Welcome to the game! I'll focus on recruiting, since that is your first big task:
1. Don't spend much (or any) of your money early in recruiting. The longer you wait, the more borderline D2 players will become willing to play D3 ball because they're not getting any interest from D2 programs. For me, it was very difficult as a beginning D3 coach to avoid jumping on players right away and spending a ton of cash in the first few cycles - but this is NOT the way to succeed. If you have the patience, you can even wait until the morning of the last day of recruiting to begin. You will get better players that way!
2. Ditto for FSS. Wait until after the first signings to spend any of your FSS budget, because lots of players will have already signed with other teams by that point. That will cut down on the number of available recruits in each state, which will lower the cost on the states you want to scout. With a D3 budget, it is dumb to scout states when they are still fully populated.
3. AVOID BATTLES. Can't stress this enough. In D3, there is almost no reason to EVER battle another human coach for a recruit. All it does is bleed money from your (paltry) budget. There are enough players out there that you'll be able to find someone similar without having to battle for him.
4. Spend as little as possible per recruit. On the last day of recruiting, players will often sign for, say, one eval and a promise of ten minutes of playing time. No reason to go crazy spending on a guy, especially in your situation where you only have four returning players. Sign 'em as cheaply as you can so that if there is a guy halfway across the country that you want, you'll have the cash to woo him.
5. I don't normally like to give heavy promises to a recruit, but you know you need two starting guards - so again, in the interest of spending as little as possible, wait until late in recruiting. At that point, you can sometimes sign guys for $110 - the cost of a promise to start, plus the $100 cost to offer a schollie.
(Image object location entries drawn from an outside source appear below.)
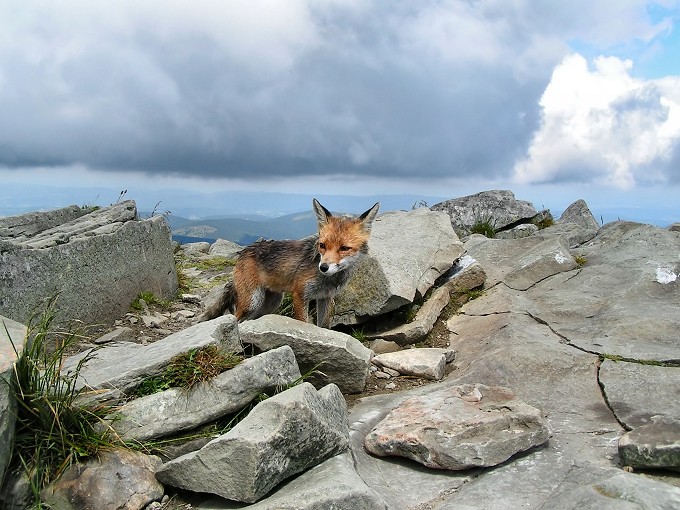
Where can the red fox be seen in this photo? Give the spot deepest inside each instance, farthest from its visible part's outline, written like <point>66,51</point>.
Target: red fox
<point>312,269</point>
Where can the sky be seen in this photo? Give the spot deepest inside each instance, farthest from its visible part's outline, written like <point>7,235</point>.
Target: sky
<point>553,100</point>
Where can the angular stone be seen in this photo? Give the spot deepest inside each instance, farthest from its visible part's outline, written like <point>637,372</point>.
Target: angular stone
<point>428,363</point>
<point>334,356</point>
<point>116,479</point>
<point>282,436</point>
<point>499,207</point>
<point>176,410</point>
<point>655,445</point>
<point>407,251</point>
<point>459,428</point>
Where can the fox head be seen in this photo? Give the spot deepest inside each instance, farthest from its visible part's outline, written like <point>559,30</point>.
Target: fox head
<point>342,240</point>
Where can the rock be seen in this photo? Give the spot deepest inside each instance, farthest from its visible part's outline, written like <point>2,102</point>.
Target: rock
<point>518,232</point>
<point>499,207</point>
<point>628,387</point>
<point>177,409</point>
<point>655,445</point>
<point>282,436</point>
<point>120,334</point>
<point>621,491</point>
<point>407,251</point>
<point>122,366</point>
<point>422,323</point>
<point>224,248</point>
<point>196,249</point>
<point>459,428</point>
<point>97,263</point>
<point>333,484</point>
<point>336,357</point>
<point>428,363</point>
<point>12,342</point>
<point>117,479</point>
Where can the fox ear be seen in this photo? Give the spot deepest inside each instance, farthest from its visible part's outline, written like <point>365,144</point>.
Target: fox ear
<point>322,214</point>
<point>368,217</point>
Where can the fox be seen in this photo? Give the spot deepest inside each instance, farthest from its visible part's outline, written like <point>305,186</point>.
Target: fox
<point>315,268</point>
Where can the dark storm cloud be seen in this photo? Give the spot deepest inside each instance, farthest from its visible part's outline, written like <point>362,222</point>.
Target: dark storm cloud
<point>291,88</point>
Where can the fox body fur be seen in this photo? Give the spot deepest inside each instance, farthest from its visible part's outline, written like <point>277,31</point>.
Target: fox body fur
<point>311,269</point>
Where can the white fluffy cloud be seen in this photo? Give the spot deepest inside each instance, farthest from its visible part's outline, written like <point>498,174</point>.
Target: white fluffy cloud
<point>602,125</point>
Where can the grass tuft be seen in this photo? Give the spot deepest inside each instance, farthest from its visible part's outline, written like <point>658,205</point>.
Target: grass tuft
<point>53,429</point>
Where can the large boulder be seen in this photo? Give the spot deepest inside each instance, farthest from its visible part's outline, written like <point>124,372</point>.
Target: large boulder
<point>499,208</point>
<point>96,262</point>
<point>327,356</point>
<point>407,252</point>
<point>281,437</point>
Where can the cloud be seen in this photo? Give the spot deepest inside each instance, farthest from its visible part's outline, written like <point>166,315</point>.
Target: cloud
<point>602,125</point>
<point>264,88</point>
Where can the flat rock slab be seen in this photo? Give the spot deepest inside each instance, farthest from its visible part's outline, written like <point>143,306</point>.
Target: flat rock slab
<point>281,437</point>
<point>428,363</point>
<point>460,427</point>
<point>655,445</point>
<point>637,392</point>
<point>176,410</point>
<point>335,357</point>
<point>122,366</point>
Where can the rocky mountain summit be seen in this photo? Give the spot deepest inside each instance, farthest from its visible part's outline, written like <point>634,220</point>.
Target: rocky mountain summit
<point>536,368</point>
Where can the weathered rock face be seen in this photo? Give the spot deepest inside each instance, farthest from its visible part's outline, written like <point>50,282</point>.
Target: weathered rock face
<point>499,207</point>
<point>12,339</point>
<point>97,263</point>
<point>337,358</point>
<point>458,428</point>
<point>407,251</point>
<point>282,436</point>
<point>118,479</point>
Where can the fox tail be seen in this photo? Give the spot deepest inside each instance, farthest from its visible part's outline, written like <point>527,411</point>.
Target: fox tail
<point>224,302</point>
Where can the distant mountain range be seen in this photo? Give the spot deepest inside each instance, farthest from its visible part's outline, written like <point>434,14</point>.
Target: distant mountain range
<point>242,230</point>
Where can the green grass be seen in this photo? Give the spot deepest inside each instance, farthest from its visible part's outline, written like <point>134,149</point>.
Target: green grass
<point>53,429</point>
<point>188,369</point>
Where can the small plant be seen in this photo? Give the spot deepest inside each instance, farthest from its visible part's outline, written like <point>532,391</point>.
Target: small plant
<point>53,428</point>
<point>188,369</point>
<point>150,299</point>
So keep your two starting guard spots in mind as you are checking out the recruits; whoever looks the most ready for prime time may be landable for just a promise. (One of the best players I ever had in D3 was a $110 signing like this.)
Good luck, and ask questions in the forum whenever you need help - you'll find most people around here are helpful, and some threads even make it all the way to the second page before anyone calls someone else a moron or a Nazi, LOL.